Dalam kehidupan rumah tangga, tidaklah tepat bila seorang suami memiliki kedudukan seperti raja dan yang lain menjadi budak yang harus senantiasa mengabdi dan melayani keperluannya. Atau. seorang isteri yang hidup bersenang-senang dan hanya sibuk merias-diri dan bermalas-malasan. sementara yang lain bekerja-keras dan bersusah-payah.

Begitu pula, kami menganggap bahwa cara dan kebiasaan berikut ini tidaklah tepat, yakni suami dan isteri seakan hanya sepasang pembantu bagi anak-anaknya. Seluruh kenikmatan dan kebahagian, mereka korbankan hanya untuk anak-anak. Cara yang tepat adalah bahwa masing-masing individu―sesuai dengan kemampuan dan kapasitasnya―merasa tenteram, bahagia, dan memiliki kesempatan untuk tumbuh dan berkembang menuju kesempurnaan.

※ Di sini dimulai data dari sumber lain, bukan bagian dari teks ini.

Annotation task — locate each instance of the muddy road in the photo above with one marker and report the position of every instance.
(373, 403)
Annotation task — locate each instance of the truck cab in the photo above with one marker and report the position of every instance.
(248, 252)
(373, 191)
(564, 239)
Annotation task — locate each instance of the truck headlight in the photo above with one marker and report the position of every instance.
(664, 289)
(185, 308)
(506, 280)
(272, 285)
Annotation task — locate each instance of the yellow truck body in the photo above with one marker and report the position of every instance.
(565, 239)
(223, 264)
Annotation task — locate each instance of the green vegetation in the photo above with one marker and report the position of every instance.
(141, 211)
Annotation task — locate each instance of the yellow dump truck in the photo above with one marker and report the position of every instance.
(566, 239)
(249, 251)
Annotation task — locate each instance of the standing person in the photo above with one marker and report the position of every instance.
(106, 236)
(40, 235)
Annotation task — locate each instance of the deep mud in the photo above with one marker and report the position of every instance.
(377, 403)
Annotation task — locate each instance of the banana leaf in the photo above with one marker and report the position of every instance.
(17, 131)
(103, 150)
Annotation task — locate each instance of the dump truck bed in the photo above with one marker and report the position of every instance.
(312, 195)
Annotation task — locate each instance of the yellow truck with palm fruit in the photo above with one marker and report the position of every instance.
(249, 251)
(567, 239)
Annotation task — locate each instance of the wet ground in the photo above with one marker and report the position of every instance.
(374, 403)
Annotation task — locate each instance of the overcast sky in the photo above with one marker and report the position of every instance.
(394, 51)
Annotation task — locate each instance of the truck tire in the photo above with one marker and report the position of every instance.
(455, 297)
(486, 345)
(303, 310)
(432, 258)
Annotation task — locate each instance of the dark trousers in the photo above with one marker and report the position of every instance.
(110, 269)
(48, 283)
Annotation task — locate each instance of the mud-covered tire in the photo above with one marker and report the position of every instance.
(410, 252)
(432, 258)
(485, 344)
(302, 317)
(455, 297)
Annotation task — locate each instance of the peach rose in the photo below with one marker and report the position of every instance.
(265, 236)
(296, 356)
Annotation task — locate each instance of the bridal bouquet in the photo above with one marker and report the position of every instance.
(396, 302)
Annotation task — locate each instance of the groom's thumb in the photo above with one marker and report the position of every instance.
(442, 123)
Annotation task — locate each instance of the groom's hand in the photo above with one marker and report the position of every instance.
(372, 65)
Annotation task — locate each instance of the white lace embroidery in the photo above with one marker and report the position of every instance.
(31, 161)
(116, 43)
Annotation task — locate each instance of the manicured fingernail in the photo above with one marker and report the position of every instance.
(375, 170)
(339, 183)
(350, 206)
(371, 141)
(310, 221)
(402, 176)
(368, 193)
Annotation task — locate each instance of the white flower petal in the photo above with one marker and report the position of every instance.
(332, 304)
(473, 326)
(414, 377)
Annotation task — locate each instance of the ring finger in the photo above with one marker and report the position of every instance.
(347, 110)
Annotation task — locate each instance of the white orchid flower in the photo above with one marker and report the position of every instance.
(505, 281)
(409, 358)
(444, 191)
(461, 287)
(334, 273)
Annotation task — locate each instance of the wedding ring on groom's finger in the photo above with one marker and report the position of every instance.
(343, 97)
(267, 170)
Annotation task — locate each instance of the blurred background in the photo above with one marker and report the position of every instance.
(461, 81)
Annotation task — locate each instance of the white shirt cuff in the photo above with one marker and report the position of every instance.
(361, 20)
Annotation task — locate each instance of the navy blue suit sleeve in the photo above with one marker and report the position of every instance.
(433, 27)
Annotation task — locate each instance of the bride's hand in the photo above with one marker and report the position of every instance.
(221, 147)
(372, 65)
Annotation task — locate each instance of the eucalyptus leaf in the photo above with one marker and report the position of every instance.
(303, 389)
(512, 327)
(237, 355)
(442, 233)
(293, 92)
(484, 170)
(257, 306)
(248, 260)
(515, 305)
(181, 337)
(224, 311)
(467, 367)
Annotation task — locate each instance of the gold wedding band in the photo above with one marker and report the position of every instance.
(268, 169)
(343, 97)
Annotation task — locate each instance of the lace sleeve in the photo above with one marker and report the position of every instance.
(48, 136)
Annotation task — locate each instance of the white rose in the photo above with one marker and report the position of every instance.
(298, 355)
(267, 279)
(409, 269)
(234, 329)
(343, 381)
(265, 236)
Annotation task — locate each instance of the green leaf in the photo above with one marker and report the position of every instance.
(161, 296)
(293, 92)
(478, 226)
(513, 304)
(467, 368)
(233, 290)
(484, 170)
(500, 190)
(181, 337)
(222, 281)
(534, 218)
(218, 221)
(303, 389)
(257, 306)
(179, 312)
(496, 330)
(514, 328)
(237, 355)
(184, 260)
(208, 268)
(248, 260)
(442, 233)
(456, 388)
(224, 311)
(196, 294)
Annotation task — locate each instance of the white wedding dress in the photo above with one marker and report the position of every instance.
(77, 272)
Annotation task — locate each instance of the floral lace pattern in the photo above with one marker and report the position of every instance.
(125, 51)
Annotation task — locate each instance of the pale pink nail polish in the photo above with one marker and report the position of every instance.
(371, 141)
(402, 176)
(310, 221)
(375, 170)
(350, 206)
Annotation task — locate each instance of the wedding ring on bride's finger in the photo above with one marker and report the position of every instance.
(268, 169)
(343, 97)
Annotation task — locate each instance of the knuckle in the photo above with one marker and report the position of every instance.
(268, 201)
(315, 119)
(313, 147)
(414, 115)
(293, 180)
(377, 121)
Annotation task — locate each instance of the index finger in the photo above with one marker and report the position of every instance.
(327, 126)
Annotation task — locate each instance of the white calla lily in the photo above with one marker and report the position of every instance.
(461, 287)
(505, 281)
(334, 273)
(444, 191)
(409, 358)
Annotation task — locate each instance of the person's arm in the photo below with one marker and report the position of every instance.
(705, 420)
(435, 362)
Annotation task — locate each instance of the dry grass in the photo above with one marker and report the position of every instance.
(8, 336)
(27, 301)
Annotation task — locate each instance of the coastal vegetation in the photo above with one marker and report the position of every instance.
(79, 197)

Bentuk-bentuk Ketidakharmonisan

Terdapat bermacam-macam bentuk ketidakharmonisan dalam rumah tangga, yang masing-masing perlu dibahas dan dikaji secara tersendiri. Ketidakharmonisan tersebut dapat mem- berikan pengaruh yang negatif bagi suami, isteri, anak-anak, atau bahkan masyarakat secara keseluruhan. Dalam kesempatan ini, kami tak mungkin membahasnya satu persatu. Di sini, kami akan mem bahas masalah ketidakharmonisan yang lebih memiliki pengaruh negatif bagi anak-anak.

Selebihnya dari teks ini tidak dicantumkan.